Ir à padaria de manhã enquanto os de casa ainda estão com suas caras enfiadas nos travesseiros pode parecer um carinho que lhes faço… (Lembro de Tom Jobim dizer às gargalhadas que ia todas as manhãs à padaria de seu bairro com a finalidade de não estressar a criadagem. Conta-se que ele nunca comprava nada. Ia só conversar.) … mas talvez é mais a necessidade de conversar e rir um pouco das bobagens que saem de nossas conversas. Estou com vontade de contar que fui ver Inter x Sapucaiense. Já sei que as mulheres vão dizer que posso ter cara de inteligente — são as únicas pessoas no mundo que dizem isso –, mas que sou um débil mental como todos os homens. O gremista da caixa vai me chamar de fanático, vamos discutir o fim-de-semana da balconista gorda que está há um ano prometendo separar-se do marido e alguns vão fazer um carinho na minha pastor alemão, a Juno, que ficará observando a conversa, esperando que eu me decida a voltar para casa.
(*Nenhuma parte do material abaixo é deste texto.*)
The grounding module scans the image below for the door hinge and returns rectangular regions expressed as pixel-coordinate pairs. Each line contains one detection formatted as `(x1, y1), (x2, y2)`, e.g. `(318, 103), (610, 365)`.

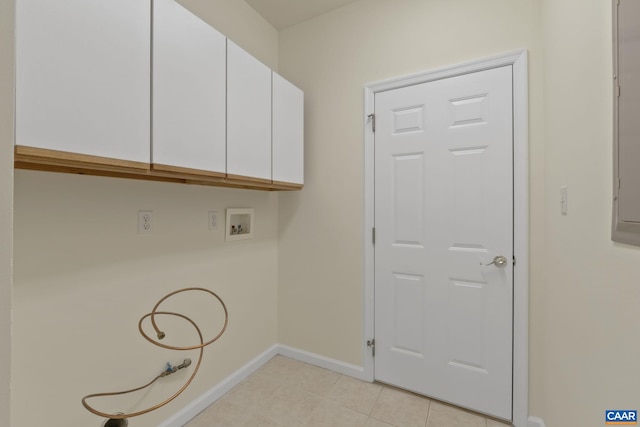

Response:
(367, 338), (376, 357)
(367, 113), (376, 132)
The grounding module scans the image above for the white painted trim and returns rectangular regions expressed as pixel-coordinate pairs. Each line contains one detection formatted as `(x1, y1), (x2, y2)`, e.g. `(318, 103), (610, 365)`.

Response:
(363, 50), (529, 427)
(159, 345), (278, 427)
(278, 345), (369, 381)
(528, 417), (546, 427)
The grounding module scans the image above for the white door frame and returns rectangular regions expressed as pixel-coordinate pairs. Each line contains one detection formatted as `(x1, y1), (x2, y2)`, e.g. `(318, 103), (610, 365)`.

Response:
(363, 50), (529, 427)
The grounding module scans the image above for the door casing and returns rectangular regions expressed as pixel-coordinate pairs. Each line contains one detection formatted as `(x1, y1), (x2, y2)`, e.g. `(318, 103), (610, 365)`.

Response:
(363, 50), (529, 427)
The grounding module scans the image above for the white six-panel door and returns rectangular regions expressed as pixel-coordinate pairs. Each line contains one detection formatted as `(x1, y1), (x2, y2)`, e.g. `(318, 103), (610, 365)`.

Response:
(375, 66), (513, 419)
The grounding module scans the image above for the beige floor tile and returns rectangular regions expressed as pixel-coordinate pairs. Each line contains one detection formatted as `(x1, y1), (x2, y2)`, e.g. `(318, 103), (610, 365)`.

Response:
(185, 401), (279, 427)
(487, 418), (513, 427)
(427, 402), (487, 427)
(286, 365), (341, 397)
(365, 417), (393, 427)
(255, 355), (309, 381)
(221, 374), (281, 413)
(261, 388), (322, 427)
(327, 375), (382, 415)
(306, 400), (369, 427)
(371, 387), (430, 427)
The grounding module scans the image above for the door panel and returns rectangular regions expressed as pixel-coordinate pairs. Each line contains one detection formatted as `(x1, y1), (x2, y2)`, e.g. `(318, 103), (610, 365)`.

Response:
(375, 66), (513, 419)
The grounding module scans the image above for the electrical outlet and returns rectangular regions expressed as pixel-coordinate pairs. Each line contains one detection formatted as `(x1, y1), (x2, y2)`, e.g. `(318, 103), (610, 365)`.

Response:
(209, 211), (218, 231)
(138, 211), (153, 234)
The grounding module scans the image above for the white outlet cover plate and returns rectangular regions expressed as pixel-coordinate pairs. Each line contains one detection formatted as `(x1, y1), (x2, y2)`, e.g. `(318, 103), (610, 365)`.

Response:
(209, 211), (220, 231)
(138, 211), (153, 234)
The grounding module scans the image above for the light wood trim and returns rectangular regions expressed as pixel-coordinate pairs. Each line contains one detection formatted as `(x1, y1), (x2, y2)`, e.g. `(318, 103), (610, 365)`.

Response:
(15, 161), (185, 183)
(14, 145), (303, 191)
(151, 163), (227, 181)
(227, 174), (271, 185)
(271, 181), (304, 191)
(14, 145), (149, 172)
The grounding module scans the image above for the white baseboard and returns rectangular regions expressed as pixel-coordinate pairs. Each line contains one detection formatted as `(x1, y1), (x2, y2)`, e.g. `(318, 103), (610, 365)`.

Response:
(278, 345), (368, 381)
(164, 345), (546, 427)
(529, 417), (546, 427)
(159, 345), (278, 427)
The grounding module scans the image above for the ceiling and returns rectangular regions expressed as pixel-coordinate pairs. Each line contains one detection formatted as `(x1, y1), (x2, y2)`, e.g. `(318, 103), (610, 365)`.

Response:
(245, 0), (357, 30)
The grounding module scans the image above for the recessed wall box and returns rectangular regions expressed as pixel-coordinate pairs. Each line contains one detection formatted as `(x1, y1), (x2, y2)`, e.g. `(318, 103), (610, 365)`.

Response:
(225, 208), (253, 242)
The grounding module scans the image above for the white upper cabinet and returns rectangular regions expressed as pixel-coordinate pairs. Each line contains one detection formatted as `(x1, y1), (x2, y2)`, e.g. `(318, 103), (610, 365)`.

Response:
(16, 0), (151, 164)
(227, 40), (271, 181)
(152, 0), (226, 174)
(272, 72), (304, 184)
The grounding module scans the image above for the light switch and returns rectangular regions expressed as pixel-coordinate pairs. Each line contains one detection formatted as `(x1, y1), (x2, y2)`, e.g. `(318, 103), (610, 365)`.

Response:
(560, 185), (567, 215)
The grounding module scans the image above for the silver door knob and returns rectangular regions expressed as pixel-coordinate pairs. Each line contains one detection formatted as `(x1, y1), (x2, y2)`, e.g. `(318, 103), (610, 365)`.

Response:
(485, 255), (507, 267)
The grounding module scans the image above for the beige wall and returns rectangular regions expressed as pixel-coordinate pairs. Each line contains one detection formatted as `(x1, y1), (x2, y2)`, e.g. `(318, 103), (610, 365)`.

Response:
(11, 0), (278, 427)
(532, 0), (640, 427)
(278, 0), (544, 372)
(278, 0), (640, 427)
(0, 0), (14, 426)
(178, 0), (278, 71)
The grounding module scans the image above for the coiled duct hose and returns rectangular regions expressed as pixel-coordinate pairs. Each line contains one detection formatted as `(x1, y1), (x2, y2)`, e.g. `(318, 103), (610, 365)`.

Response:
(82, 288), (229, 420)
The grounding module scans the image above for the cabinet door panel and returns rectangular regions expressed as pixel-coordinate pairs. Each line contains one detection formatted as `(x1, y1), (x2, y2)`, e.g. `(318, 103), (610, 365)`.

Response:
(152, 0), (226, 173)
(273, 73), (304, 184)
(16, 0), (151, 163)
(227, 40), (271, 180)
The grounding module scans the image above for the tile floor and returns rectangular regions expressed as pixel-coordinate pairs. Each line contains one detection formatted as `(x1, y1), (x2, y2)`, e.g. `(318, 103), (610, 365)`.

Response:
(185, 356), (509, 427)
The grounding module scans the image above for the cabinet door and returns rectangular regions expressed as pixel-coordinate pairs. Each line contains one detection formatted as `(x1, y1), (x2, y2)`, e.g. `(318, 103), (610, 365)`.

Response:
(272, 72), (304, 184)
(16, 0), (151, 165)
(152, 0), (226, 175)
(227, 40), (271, 181)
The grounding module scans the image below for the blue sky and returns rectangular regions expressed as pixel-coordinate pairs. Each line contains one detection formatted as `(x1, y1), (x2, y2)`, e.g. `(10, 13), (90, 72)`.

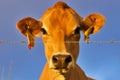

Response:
(0, 0), (120, 80)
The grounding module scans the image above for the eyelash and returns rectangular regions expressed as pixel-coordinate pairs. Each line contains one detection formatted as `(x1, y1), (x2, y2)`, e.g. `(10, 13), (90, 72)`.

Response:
(41, 28), (47, 35)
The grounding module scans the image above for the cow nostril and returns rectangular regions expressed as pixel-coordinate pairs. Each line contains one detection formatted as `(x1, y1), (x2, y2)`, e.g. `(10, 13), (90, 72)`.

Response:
(65, 55), (72, 63)
(52, 56), (58, 63)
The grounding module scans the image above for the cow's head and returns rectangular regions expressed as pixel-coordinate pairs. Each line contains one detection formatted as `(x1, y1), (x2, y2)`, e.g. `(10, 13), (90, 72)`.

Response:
(17, 2), (106, 73)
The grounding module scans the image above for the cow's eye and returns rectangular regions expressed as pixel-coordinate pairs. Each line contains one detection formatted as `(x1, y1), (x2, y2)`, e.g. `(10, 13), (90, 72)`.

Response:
(73, 27), (80, 34)
(41, 28), (47, 35)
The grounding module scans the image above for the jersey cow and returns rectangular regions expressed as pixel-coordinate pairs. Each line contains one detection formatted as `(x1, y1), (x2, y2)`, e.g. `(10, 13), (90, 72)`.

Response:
(16, 1), (106, 80)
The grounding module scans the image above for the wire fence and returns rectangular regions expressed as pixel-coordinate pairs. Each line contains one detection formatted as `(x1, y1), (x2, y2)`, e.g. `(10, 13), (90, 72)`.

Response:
(0, 40), (120, 44)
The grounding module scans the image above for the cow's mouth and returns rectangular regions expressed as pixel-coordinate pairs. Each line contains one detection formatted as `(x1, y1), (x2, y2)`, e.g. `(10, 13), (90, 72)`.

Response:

Sempre compro alguma coisa e minha mulher fica irritada com a quantidade de pão, frios e leite que trago. Nosso freezer está sempre lotado e ela diz que falta espaço para o que interessa.

O vizinho começou a cortar sua grama e a cachorra deve estar estranhando que ninguém desceu ainda. Minha filha e seus amigos vão acordar ao meio-dia e estou cheio de e-mails para responder, então acho melhor trocar o pijama por uma roupa civil e ir logo à padaria.